The wood floor gleamed. The French windows along one long wall had been opened back so that guests could stroll on the lamp-lit terrace beyond. The orchestra members had already arranged their instruments on the dais at one end of the room. At the other end, the doors to the adjoining salon were open so that guests could help themselves to drinks and other refreshments from tables covered with crisp white cloths.
It was all … overwhelming.
Angeline had only ever attended informal dances in the drawing rooms of the more prosperous of her neighbors at home and a couple of assemblies at the village inn.
She stepped alone into the ballroom and stood there, her hands clasped to her bosom, trying with all her might to resist the urge to weep.
This was it. This was what she had longed for throughout the lonely years of her girlhood.

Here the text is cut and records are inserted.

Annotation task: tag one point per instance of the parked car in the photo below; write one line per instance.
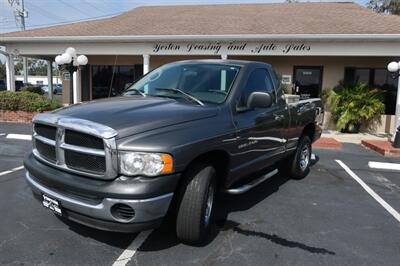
(181, 134)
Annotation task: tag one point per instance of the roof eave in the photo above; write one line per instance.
(228, 37)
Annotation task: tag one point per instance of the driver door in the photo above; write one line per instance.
(260, 132)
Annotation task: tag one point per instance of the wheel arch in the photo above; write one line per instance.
(309, 131)
(219, 159)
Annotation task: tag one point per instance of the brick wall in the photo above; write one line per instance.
(16, 116)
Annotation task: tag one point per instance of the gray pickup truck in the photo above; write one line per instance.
(173, 140)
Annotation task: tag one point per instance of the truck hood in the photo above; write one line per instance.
(130, 115)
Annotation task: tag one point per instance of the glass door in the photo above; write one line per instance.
(307, 81)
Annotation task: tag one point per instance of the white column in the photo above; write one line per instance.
(146, 64)
(77, 86)
(397, 122)
(25, 68)
(10, 71)
(50, 78)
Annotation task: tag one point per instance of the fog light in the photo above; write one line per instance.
(122, 212)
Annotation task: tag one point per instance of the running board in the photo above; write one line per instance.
(252, 184)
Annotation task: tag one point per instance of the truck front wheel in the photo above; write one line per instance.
(300, 163)
(195, 206)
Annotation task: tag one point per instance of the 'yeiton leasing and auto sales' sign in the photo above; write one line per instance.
(231, 48)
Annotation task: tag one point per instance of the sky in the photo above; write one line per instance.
(43, 13)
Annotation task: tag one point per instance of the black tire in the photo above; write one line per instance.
(298, 167)
(192, 222)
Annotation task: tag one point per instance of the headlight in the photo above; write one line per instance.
(141, 163)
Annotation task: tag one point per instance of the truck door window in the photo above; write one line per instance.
(260, 81)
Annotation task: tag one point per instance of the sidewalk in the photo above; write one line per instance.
(379, 143)
(355, 138)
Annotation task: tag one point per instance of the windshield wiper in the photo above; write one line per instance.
(187, 95)
(137, 90)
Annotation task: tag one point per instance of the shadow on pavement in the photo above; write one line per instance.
(120, 240)
(164, 237)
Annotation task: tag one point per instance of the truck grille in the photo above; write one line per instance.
(46, 131)
(85, 162)
(84, 140)
(75, 145)
(46, 150)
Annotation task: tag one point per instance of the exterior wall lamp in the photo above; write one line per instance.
(70, 61)
(394, 68)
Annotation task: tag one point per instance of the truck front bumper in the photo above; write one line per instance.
(94, 209)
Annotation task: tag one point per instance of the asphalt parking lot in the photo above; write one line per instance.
(328, 218)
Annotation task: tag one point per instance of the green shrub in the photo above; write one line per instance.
(355, 105)
(36, 90)
(26, 101)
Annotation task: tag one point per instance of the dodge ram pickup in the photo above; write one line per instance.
(173, 140)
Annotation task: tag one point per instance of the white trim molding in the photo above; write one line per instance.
(225, 37)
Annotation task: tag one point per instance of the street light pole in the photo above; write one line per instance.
(71, 62)
(394, 68)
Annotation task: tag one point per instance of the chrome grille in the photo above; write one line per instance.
(75, 145)
(46, 150)
(85, 162)
(84, 140)
(46, 131)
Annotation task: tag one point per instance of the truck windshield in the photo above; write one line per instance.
(198, 83)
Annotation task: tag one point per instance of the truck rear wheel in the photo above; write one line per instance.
(299, 166)
(195, 206)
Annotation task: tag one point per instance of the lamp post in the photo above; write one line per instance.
(70, 62)
(394, 68)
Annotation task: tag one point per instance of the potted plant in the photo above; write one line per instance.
(354, 105)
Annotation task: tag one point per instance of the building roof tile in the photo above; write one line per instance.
(231, 19)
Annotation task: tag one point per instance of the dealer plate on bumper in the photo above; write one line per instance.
(52, 204)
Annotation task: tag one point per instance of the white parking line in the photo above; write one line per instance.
(12, 170)
(130, 251)
(373, 194)
(19, 136)
(386, 166)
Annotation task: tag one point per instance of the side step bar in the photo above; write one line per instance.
(252, 184)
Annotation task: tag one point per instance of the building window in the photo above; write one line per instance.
(376, 78)
(109, 81)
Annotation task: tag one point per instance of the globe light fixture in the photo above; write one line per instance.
(71, 62)
(394, 68)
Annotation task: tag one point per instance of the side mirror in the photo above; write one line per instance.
(259, 100)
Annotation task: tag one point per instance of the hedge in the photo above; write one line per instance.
(26, 101)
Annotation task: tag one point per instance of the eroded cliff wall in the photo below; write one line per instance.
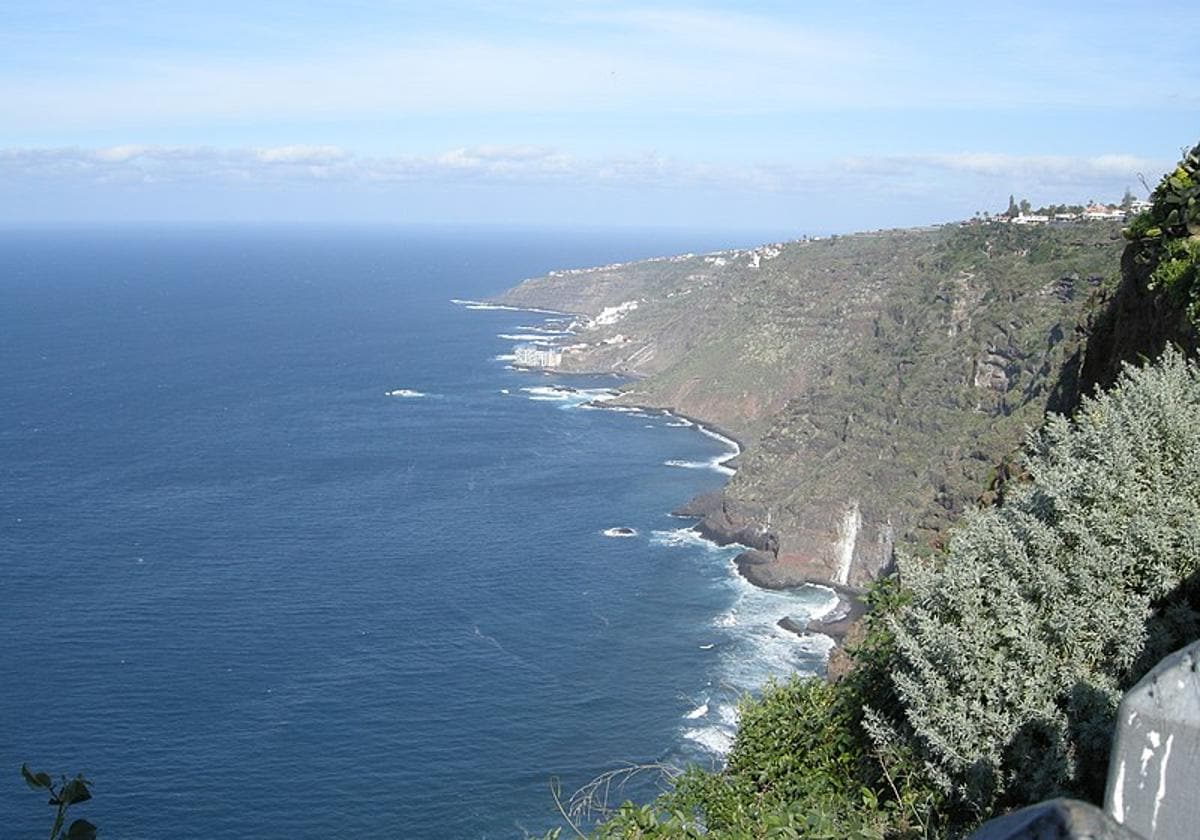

Suddenly she felt lonelier than she had ever felt.
And so excited she could scarcely breathe.
Tresham stepped up beside her, drew her arm through his again, set his free hand lightly over hers, and said not a word.
She had never loved him more.
NO ONE HAD cheered wildly over Edward’s maiden speech in the House of Lords, but no one had jeered either. And he had not noticed anyone nodding off to sleep during its delivery. Several members had even shaken his hand afterward. One elderly duke, who carried a hearing trumpet with him but had not used it all afternoon as far as Edward had noticed, had even commented that the speech had been a fine piece of oratory. At which a younger peer had slapped him on the shoulder, winked at Edward, and observed that His Grace had said the same thing of every maiden speech that had been delivered during the past fifty years.